The Study: The study included 10,154 women 30 to 69 years of age who had no known cervical disease and who sought screening for cervical cancer at 30 clinics in Canada. All participants had a conventional Pap smear and Hybrid Capture 2 test for HPV, but were randomized to receive one or the other first. Women who had a positive Pap smear result (defined as showing ASCUS, atypical glandular cells, or worse) and those with a positive HPV test were referred for colposcopy. A random sample of women with normal tests was also referred. The end point of the study was the detection of high-grade cervical intraepithelial neoplasia (CIN) grade 2 or higher (i.e., CIN 2, CIN 3, adenocarcinoma in situ, and cervical cancer).

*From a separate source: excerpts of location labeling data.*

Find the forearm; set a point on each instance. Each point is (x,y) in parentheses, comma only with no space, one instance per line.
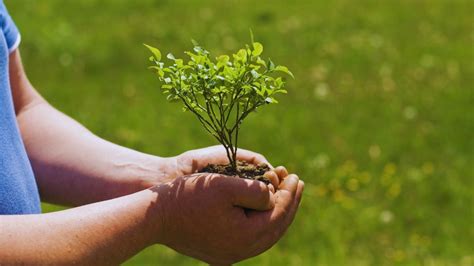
(105,233)
(74,167)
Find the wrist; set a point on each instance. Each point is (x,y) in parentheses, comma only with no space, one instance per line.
(155,171)
(157,214)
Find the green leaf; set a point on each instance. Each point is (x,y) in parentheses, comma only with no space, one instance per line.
(170,56)
(270,65)
(284,69)
(154,51)
(257,49)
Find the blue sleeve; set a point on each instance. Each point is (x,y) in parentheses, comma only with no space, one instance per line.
(9,29)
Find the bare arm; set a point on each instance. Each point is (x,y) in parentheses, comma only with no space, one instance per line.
(200,215)
(105,233)
(73,166)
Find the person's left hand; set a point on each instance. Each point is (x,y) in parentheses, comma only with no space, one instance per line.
(191,161)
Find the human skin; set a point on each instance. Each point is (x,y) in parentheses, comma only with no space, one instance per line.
(200,215)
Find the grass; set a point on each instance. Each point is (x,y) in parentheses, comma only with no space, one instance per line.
(379,121)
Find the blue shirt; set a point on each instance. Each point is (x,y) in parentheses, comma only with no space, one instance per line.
(18,190)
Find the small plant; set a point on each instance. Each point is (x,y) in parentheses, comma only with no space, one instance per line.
(221,93)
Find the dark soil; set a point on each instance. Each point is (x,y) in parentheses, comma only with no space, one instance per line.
(244,170)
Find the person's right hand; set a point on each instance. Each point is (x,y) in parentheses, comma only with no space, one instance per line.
(221,219)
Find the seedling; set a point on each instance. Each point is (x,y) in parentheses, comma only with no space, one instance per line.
(221,93)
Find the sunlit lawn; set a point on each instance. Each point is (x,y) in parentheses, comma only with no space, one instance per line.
(378,122)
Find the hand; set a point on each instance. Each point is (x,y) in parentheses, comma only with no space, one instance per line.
(191,161)
(206,216)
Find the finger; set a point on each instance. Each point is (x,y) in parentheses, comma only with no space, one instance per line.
(273,177)
(282,227)
(290,184)
(250,194)
(281,172)
(252,157)
(284,203)
(272,188)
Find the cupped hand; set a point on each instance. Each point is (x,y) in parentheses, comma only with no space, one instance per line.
(191,161)
(207,216)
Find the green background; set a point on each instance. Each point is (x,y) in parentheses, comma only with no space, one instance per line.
(379,121)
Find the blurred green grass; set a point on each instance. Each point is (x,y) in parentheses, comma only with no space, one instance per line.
(379,121)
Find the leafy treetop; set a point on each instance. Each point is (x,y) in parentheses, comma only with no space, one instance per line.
(221,93)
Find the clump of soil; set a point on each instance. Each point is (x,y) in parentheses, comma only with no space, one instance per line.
(244,170)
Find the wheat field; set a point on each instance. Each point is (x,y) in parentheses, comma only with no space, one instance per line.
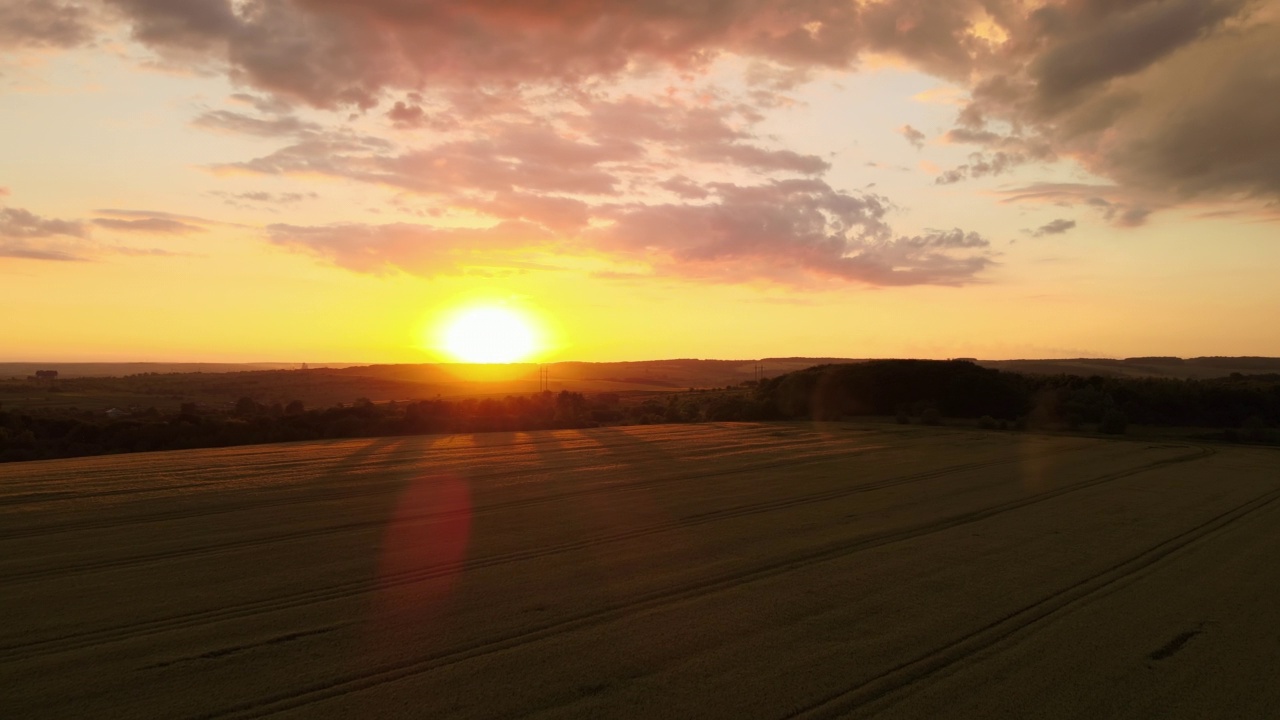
(705,570)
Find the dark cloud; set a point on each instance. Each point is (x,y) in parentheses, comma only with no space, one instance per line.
(913,136)
(155,226)
(1171,99)
(45,23)
(1156,94)
(1054,227)
(1124,44)
(791,232)
(1116,204)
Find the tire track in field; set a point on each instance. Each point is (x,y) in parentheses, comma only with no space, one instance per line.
(362,491)
(231,546)
(649,601)
(80,641)
(877,693)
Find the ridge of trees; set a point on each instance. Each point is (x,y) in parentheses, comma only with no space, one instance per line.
(1239,408)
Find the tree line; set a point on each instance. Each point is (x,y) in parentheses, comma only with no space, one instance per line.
(1238,408)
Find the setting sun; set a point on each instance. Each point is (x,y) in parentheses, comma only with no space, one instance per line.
(489,335)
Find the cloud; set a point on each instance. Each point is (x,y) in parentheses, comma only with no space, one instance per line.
(263,197)
(280,126)
(18,223)
(1116,204)
(1174,99)
(790,232)
(28,236)
(416,249)
(1105,83)
(1054,227)
(528,119)
(913,136)
(156,226)
(45,23)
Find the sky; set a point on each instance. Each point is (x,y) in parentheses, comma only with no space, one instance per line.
(333,180)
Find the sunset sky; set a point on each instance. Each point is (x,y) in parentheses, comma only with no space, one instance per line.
(332,180)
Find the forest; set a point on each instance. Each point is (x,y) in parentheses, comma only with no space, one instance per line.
(1233,409)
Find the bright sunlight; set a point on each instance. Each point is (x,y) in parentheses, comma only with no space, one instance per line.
(489,335)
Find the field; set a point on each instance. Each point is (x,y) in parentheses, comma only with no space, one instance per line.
(704,570)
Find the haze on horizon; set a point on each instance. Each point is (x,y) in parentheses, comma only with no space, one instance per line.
(330,180)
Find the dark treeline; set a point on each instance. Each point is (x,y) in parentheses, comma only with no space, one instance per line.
(906,388)
(68,433)
(1243,408)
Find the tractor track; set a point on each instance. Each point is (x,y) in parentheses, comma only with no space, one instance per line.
(881,691)
(380,490)
(654,600)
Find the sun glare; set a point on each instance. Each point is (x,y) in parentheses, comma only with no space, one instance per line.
(489,335)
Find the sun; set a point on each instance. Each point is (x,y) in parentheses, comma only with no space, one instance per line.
(489,335)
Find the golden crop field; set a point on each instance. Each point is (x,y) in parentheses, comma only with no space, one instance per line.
(709,570)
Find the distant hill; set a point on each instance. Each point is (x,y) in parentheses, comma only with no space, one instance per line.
(122,369)
(1197,368)
(99,386)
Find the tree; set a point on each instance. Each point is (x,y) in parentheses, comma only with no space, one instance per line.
(1114,423)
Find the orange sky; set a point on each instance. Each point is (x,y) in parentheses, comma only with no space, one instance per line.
(330,181)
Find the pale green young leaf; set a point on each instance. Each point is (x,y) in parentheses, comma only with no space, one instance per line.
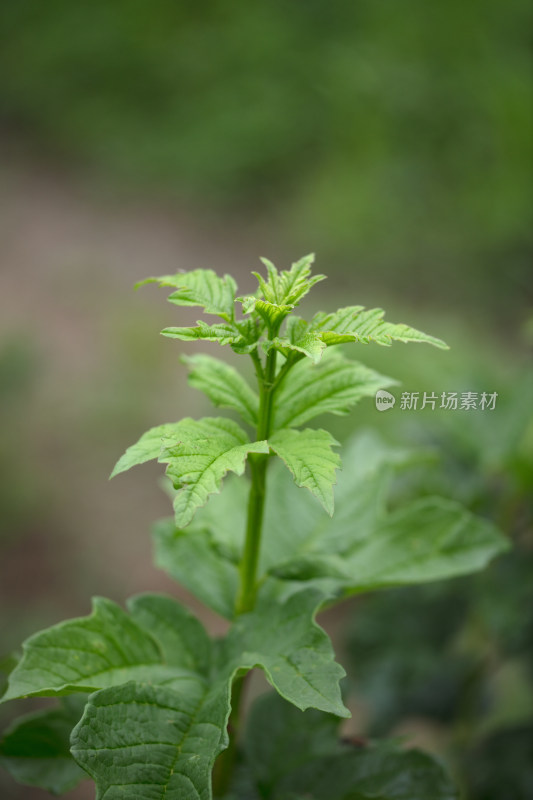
(297,341)
(221,333)
(146,448)
(200,287)
(309,456)
(333,386)
(272,314)
(192,558)
(35,749)
(151,742)
(294,652)
(223,385)
(199,460)
(81,655)
(288,287)
(355,324)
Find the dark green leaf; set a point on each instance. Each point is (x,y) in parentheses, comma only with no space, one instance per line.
(294,652)
(152,743)
(104,649)
(35,750)
(294,754)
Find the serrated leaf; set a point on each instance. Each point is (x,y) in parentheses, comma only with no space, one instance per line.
(81,655)
(146,448)
(310,459)
(207,449)
(295,754)
(294,652)
(152,743)
(429,540)
(298,341)
(35,749)
(221,333)
(192,558)
(223,385)
(289,286)
(355,324)
(200,287)
(334,386)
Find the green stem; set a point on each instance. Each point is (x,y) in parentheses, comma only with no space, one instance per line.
(256,500)
(225,764)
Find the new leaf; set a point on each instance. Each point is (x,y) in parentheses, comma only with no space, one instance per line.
(201,287)
(310,459)
(223,385)
(354,324)
(196,464)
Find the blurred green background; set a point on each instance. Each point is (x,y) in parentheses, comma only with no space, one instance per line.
(392,138)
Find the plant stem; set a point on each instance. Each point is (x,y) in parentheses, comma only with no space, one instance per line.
(256,500)
(225,764)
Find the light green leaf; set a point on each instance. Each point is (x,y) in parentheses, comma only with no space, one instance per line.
(310,459)
(147,448)
(35,749)
(355,324)
(334,386)
(200,287)
(223,385)
(207,449)
(192,558)
(152,743)
(295,754)
(289,286)
(271,313)
(221,333)
(298,341)
(294,652)
(88,653)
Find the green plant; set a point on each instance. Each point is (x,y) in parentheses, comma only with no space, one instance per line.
(165,699)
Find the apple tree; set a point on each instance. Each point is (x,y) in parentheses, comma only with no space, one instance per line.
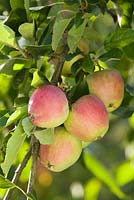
(66,99)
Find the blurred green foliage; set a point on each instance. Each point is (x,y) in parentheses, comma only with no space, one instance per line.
(33,34)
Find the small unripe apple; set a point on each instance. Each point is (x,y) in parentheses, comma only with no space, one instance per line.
(108,85)
(88,118)
(63,153)
(48,107)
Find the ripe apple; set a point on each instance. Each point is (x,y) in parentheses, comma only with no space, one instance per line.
(88,118)
(63,153)
(48,107)
(108,86)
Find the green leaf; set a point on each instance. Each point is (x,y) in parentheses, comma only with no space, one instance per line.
(124,111)
(27,30)
(113,54)
(38,50)
(128,50)
(60,25)
(19,112)
(92,189)
(125,173)
(87,65)
(102,174)
(16,4)
(27,126)
(3,120)
(13,146)
(45,136)
(5,183)
(7,36)
(119,38)
(75,34)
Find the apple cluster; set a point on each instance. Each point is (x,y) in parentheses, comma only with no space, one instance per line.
(86,120)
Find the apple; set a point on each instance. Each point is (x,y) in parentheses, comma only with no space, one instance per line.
(63,153)
(108,85)
(88,118)
(48,107)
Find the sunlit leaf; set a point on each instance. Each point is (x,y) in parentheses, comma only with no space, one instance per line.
(102,173)
(125,173)
(5,183)
(92,189)
(19,112)
(45,136)
(27,30)
(119,38)
(7,36)
(13,147)
(27,126)
(60,25)
(75,34)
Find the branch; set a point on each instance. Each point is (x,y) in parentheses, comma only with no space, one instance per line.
(58,70)
(18,173)
(35,152)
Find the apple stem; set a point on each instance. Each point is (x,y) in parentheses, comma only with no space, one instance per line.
(35,153)
(58,70)
(18,172)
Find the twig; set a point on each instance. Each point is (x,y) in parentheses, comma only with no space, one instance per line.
(35,152)
(58,70)
(18,173)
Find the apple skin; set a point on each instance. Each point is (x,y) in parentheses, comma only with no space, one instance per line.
(48,107)
(88,118)
(108,85)
(63,153)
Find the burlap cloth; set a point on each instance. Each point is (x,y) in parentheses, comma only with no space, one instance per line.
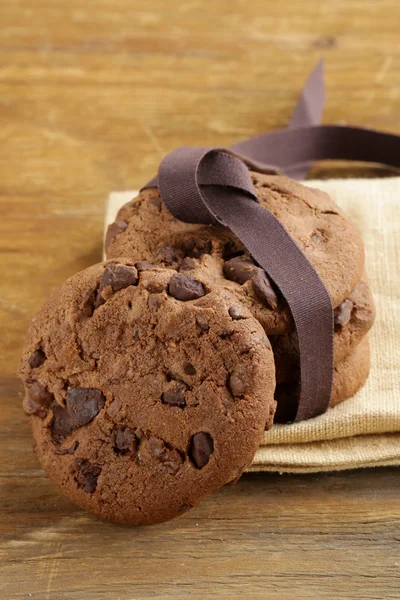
(365,430)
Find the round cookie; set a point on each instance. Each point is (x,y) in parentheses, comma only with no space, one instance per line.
(349,376)
(353,318)
(147,389)
(145,228)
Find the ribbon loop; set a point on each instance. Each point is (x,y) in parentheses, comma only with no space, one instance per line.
(212,185)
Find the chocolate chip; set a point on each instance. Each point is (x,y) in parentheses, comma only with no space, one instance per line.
(202,322)
(188,264)
(144,266)
(189,369)
(239,269)
(154,301)
(36,359)
(169,255)
(71,450)
(238,312)
(83,404)
(86,475)
(169,457)
(342,313)
(118,277)
(113,230)
(201,447)
(195,248)
(62,424)
(87,303)
(226,333)
(125,441)
(32,408)
(156,201)
(174,398)
(237,382)
(185,287)
(263,290)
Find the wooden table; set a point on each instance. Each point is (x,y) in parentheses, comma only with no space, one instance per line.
(91,97)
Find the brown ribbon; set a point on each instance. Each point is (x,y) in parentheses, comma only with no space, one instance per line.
(213,185)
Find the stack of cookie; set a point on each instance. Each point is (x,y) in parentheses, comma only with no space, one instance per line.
(145,228)
(150,378)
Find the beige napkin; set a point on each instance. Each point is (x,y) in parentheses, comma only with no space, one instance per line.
(365,430)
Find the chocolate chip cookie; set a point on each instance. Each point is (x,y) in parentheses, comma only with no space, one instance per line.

These findings were confirmed via loop electrosurgical excision procedure or by biopsy with ablative treatment.
Results: Close to 100 percent of eligible participants received the assigned intervention. More than 90 percent of those who had abnormal results underwent colpos-copy. There were no adverse events in the study. Pap smear had a sensitivity of 55.4 percent and the HPV test had a sensitivity of 94.6 percent. Pap smear had a specificity of 96.8 percent compared with 94.1 percent for the HPV test. The negative predictive value of both tests was higher than 99 percent.
Conclusion: Cervical cancer screening with Pap smear and HPV testing reached 100 percent sensitivity; however, the improvement in sensitivity compared with HPV testing alone is marginal. Performing both tests doubles the number of tests and increases referrals for colposcopy. The authors conclude that, because of the higher sensitivity of HPV testing alone, prolonging screening intervals is appropriate.
editor's note: Increasing the sensitivity of tests to detect cervical dysplasia raises the question about whether the test would simply be finding lesions that would regress if left untreated. In the same issue of The New England Journal of Medicine, a study of 12,527 women 32 to 38 years of age were randomized to receive combined Pap smear and HPV testing or Pap testing alone (control group). Women with a positive HPV test and normal Pap smear were given another HPV test at least one year later; those who tested positive for the same high-risk strain of HPV were offered colposcopy. A similar number of randomly selected women in the control group had a second Pap smear and colposcopy. The participants were followed for a mean of 4.1 years. The group who received HPV tests and Pap smears had about 50 percent more cases of grade 2 or 3 cervical lesions or cancer found at initial screening compared with the control group. On subsequent screening, cases of grade 2 or 3 cervical lesions or cancer were reduced by 42 percent compared with the control group. This suggests that the improved sensitivity of HPV testing is not merely from overdiagnosing lesions, but it is from finding at least some lesions at earlier stages that, if left untreated, would not regress.—c.c.k.